Majority of the time vegetables are planted in the spring and are harvested gradually throughout summer. There are certain crops, however, that actually perform just as well, if not better, in the fall. Depending on your area, harvesting time can usually start in early September and last through November. Not all plants are great for fall vegetable gardening, but many cruciferous veggies do well, and can be harvested up until early days of November.

Some of the best vegetables to plant in late June are Brussels sprouts, broccoli, cauliflower, peas, spinach, kohlrabi, onions and cabbage. These should all be ready by end of October, or early November at the latest. Root vegetables like beets, radishes and carrots will need to be planted mid to late summer and harvested by the beginning of October.

As temperature starts to cool, and days become shorter, your fall garden vegetables will slow down in growth, but this is fine – this is just a natural occurrence and they will be fine in time for you to harvest them.

A neat way to keep the soil and plants in your raised bed warm during the fall months, and therefore extend their growing season, is by making a small greenhouse (or a cold frame) above the beds. Covering raised beds is easier than constructing a greenhouse above a large gardening area. Greenhouses are a great option for vegetables that you want to enjoy in the fall, but get easily damaged by frost. By creating warmer conditions for their growth, you can easily extend their season by at least a month or two.

A few useful tricks can allow you to make a small, yet sufficient greenhouse cover from plastic. Some gardeners use small greenhouses exclusively to grow certain varieties of cucumbers in cooler climates. This lets them begin planting in early spring, and continue growing well into the fall, while opening up the cover during the summer, as it can get too hot inside a greenhouse during warmer weather.

If you buy milk, or anything else that comes in large plastic jugs, save the leftover containers. You can later place them over your vegetables (with a bottom cut out) if there is a need to keep them warm in the fall, when time gets closer to freezing weather.

Another important aspect of fall vegetable gardening is to plant seeds that will germinate under a protective layer of mulch, remain dormant during the winter months, and then sprout up in the spring. Garlic is a great example of this type of vegetable – and if you’ve never had young garlic straight from the garden, you are missing out on one of the best treats of nature! (Assuming that you like garlic…)

Fall vegetable gardening carries many advantages for certain plants. For example, some pests can’t survive colder temperatures, and therefore will leave your fall crops alone. Some of the cruciferous vegetables mentioned above mature better in cooler weather. There is also more moisture retention in the ground, which means less maintenance on your part when it comes to watering your garden.

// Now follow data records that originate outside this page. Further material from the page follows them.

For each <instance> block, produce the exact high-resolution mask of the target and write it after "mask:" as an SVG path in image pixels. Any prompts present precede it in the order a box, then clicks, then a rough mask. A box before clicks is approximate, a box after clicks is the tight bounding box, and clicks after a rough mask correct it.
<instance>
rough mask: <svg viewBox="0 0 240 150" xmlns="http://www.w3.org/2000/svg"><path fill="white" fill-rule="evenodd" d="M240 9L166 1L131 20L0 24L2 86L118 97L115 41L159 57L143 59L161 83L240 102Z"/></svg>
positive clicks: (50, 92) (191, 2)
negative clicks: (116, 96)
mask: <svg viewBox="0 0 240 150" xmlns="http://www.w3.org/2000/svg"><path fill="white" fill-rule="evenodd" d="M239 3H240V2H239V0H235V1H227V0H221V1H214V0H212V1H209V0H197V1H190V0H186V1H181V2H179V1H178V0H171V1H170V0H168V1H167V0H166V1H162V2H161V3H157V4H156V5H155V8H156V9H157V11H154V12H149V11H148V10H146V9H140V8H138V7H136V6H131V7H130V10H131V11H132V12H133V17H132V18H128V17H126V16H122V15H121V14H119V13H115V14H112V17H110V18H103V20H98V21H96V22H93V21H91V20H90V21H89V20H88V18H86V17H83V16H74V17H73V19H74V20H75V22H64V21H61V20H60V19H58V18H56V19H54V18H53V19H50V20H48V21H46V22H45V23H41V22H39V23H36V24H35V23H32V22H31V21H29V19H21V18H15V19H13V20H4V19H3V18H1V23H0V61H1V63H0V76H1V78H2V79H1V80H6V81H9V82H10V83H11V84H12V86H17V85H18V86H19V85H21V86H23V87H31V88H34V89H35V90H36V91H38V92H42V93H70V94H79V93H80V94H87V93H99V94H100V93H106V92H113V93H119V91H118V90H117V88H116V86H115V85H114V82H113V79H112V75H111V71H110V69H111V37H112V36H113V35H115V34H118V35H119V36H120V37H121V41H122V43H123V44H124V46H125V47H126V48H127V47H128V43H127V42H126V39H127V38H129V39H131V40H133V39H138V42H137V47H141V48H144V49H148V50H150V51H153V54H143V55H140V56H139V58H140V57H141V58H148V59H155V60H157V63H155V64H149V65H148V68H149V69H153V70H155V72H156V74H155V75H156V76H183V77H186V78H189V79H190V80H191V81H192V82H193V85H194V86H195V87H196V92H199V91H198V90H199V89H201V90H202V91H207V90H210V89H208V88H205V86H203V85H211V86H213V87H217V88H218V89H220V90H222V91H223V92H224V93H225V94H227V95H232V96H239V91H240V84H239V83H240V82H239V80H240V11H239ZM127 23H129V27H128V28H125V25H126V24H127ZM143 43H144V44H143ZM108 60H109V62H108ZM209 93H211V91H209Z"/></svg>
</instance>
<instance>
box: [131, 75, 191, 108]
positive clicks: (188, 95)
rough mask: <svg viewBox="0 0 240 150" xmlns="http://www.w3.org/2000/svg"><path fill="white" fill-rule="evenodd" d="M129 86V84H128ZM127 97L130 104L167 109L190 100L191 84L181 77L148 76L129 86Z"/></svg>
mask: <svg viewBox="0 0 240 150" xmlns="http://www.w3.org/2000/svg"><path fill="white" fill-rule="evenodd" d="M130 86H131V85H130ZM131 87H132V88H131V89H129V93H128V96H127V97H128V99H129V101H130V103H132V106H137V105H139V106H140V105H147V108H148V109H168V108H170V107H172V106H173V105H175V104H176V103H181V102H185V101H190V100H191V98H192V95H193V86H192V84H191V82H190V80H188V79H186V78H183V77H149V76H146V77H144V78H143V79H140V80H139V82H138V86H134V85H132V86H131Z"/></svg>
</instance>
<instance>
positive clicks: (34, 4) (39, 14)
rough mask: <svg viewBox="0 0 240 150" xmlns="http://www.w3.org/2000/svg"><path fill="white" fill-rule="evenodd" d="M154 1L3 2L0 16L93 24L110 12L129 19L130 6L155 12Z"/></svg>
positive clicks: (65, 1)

When planting a fall garden in late summer, consider placing your seeds a little deeper into the ground than you normally would. Top soil tends to get hot and dry in the summer, and you want your seeds in wetter, cooler conditions. You have to ensure adequate protection from heat for any vegetables that you plant in the summer. Young plants and seedlings need to be well watered during the initial growing stages, and even shaded from the sun in some instances (especially when they are just starting to grow).

Vegetables that can withstand a little bit of frost are potatoes, beets and carrots, celery, and lettuce. Others, which cannot tolerate frost and should be harvested in earlier fall are pumpkins, squash, tomatoes, beans, corn, cucumbers, and peppers.

Finally, to get the best results from your fall vegetable gardening, keep a planting journal so that you know how long it took each vegetable to grow and mature in your area. Check beforehand to see when your geographical area typically gets its first frost, so that you can plan your harvesting time for vegetables that are not well adapted to frost bites.